I put the brown bag from Safeway on the table and went into the bedroom and lay on the bed. We had a flower-patterned blue and white rug to cover the hard, unfinished adobe floor. I wasn’t tired. I just wanted to lie down. I liked Anna, especially her eyes, even if they were cockeyed.

Gauguin was whistling outside. He passed by the bedroom window. “Gauguin,” I called when he entered the kitchen. “Where were you?”

“Out practicing.”

“Gauguin, I met a writer today. I asked her for dinner tomorrow night.”

He stuck his head in the bedroom and smiled. “Is that why you left the groceries on the kitchen table?”

8

A
NNA CAME FOR DINNER
at the time of rose sunset. She entered the house through that soft light and sat down at the kitchen table. I served enchiladas with sour cream and chopped green onions spooned on top after the tortillas, onions, chiles, and cheese had bubbled together in the oven. They were my specialty. I wanted to make a good impression on Anna.
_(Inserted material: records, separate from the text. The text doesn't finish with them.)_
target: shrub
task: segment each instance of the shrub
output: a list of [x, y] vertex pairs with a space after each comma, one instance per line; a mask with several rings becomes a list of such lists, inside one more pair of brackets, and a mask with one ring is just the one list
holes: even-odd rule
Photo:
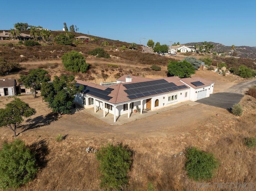
[[243, 111], [243, 108], [240, 103], [234, 104], [231, 108], [231, 112], [235, 115], [241, 116]]
[[57, 142], [60, 142], [64, 139], [63, 136], [61, 135], [61, 134], [59, 134], [58, 136], [55, 138], [55, 140]]
[[0, 189], [16, 188], [32, 180], [37, 172], [34, 154], [16, 139], [0, 151]]
[[256, 138], [254, 137], [246, 137], [244, 139], [244, 144], [249, 148], [256, 146]]
[[207, 180], [213, 177], [219, 162], [212, 153], [207, 153], [196, 147], [187, 149], [185, 168], [188, 177], [196, 181]]
[[76, 51], [65, 53], [61, 57], [65, 69], [72, 72], [86, 72], [89, 68], [89, 64], [85, 61], [83, 55]]
[[40, 45], [40, 44], [37, 41], [34, 41], [33, 40], [28, 40], [25, 41], [24, 45], [26, 46], [34, 46]]
[[109, 58], [110, 55], [106, 52], [104, 49], [102, 48], [96, 48], [92, 50], [88, 51], [88, 54], [96, 56], [100, 58]]
[[250, 88], [248, 91], [247, 94], [254, 98], [256, 98], [256, 89]]
[[152, 70], [154, 70], [155, 71], [159, 71], [161, 70], [161, 67], [159, 66], [158, 66], [157, 65], [156, 65], [155, 64], [152, 65], [152, 66], [150, 67], [150, 68]]
[[131, 156], [132, 152], [122, 144], [102, 148], [96, 155], [102, 174], [101, 187], [122, 190], [129, 183], [127, 173], [132, 164]]

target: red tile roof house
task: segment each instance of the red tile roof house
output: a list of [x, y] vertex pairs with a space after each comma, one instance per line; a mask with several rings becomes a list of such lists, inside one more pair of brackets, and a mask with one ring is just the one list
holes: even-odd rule
[[117, 117], [130, 118], [135, 110], [156, 110], [186, 101], [196, 101], [213, 93], [214, 82], [199, 77], [180, 79], [178, 77], [154, 79], [134, 76], [123, 76], [118, 83], [108, 87], [76, 80], [76, 85], [84, 86], [76, 95], [74, 102], [86, 108], [94, 108]]
[[0, 79], [0, 96], [16, 95], [15, 79]]

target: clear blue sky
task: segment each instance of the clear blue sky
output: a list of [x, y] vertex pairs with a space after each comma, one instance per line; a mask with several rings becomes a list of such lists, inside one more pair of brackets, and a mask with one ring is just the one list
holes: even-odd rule
[[[144, 45], [213, 41], [256, 47], [256, 0], [12, 1], [2, 6], [0, 29], [18, 22]], [[141, 39], [141, 43], [143, 39]]]

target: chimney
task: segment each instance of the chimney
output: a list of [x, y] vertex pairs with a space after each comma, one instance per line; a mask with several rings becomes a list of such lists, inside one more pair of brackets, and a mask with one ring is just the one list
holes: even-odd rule
[[130, 74], [125, 78], [125, 82], [132, 82], [132, 78], [130, 77]]

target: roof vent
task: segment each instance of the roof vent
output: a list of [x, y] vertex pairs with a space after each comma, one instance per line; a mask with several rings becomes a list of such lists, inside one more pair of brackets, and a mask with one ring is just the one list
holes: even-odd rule
[[130, 74], [125, 78], [125, 82], [132, 82], [132, 78], [130, 77]]

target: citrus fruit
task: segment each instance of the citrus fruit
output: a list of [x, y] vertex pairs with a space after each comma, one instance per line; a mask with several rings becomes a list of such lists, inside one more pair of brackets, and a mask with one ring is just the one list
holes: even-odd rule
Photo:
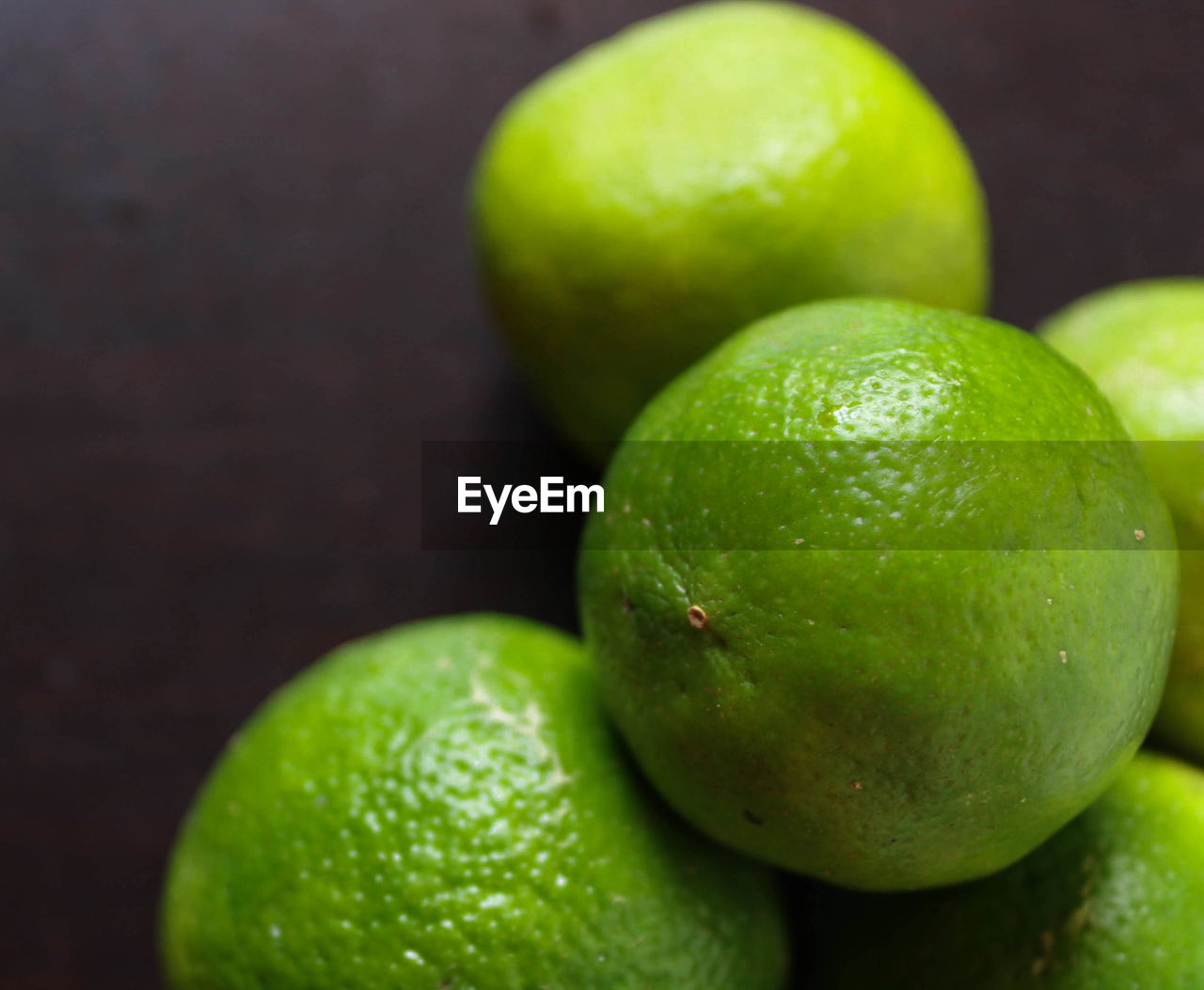
[[1175, 517], [1179, 630], [1155, 731], [1204, 760], [1204, 279], [1105, 289], [1040, 332], [1111, 399]]
[[336, 651], [231, 741], [178, 838], [178, 990], [773, 988], [771, 875], [632, 777], [580, 646], [518, 618]]
[[976, 310], [987, 221], [951, 125], [887, 52], [793, 4], [701, 4], [578, 54], [506, 108], [471, 189], [491, 308], [578, 441], [808, 300]]
[[849, 897], [818, 990], [1169, 990], [1204, 982], [1204, 773], [1141, 753], [1027, 859]]
[[721, 344], [641, 414], [579, 561], [653, 783], [736, 848], [866, 889], [1020, 859], [1137, 749], [1174, 534], [1040, 340], [885, 300]]

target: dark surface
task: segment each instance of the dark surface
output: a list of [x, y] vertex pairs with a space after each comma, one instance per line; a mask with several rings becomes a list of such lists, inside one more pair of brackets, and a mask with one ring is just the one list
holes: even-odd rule
[[[549, 439], [474, 296], [466, 173], [512, 93], [669, 6], [0, 4], [0, 986], [157, 985], [194, 788], [329, 647], [573, 624], [571, 539], [420, 552], [419, 443]], [[964, 135], [997, 315], [1204, 271], [1196, 0], [820, 6]]]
She picked at them and asked for a beer. We didn’t have any beer in the house. Gauguin and Anna seemed to like each other, but it was clear that she was going to be my friend. Gauguin excused himself after dinner and went in the back room to practice. We could hear him chopping out a song on his guitar, the instrument he used whenever he tried out something new. Ping. Ping. Long pause. Ping. Ping. Ping. Short pause. A full strum. After a while we didn’t hear him, though he continued to play.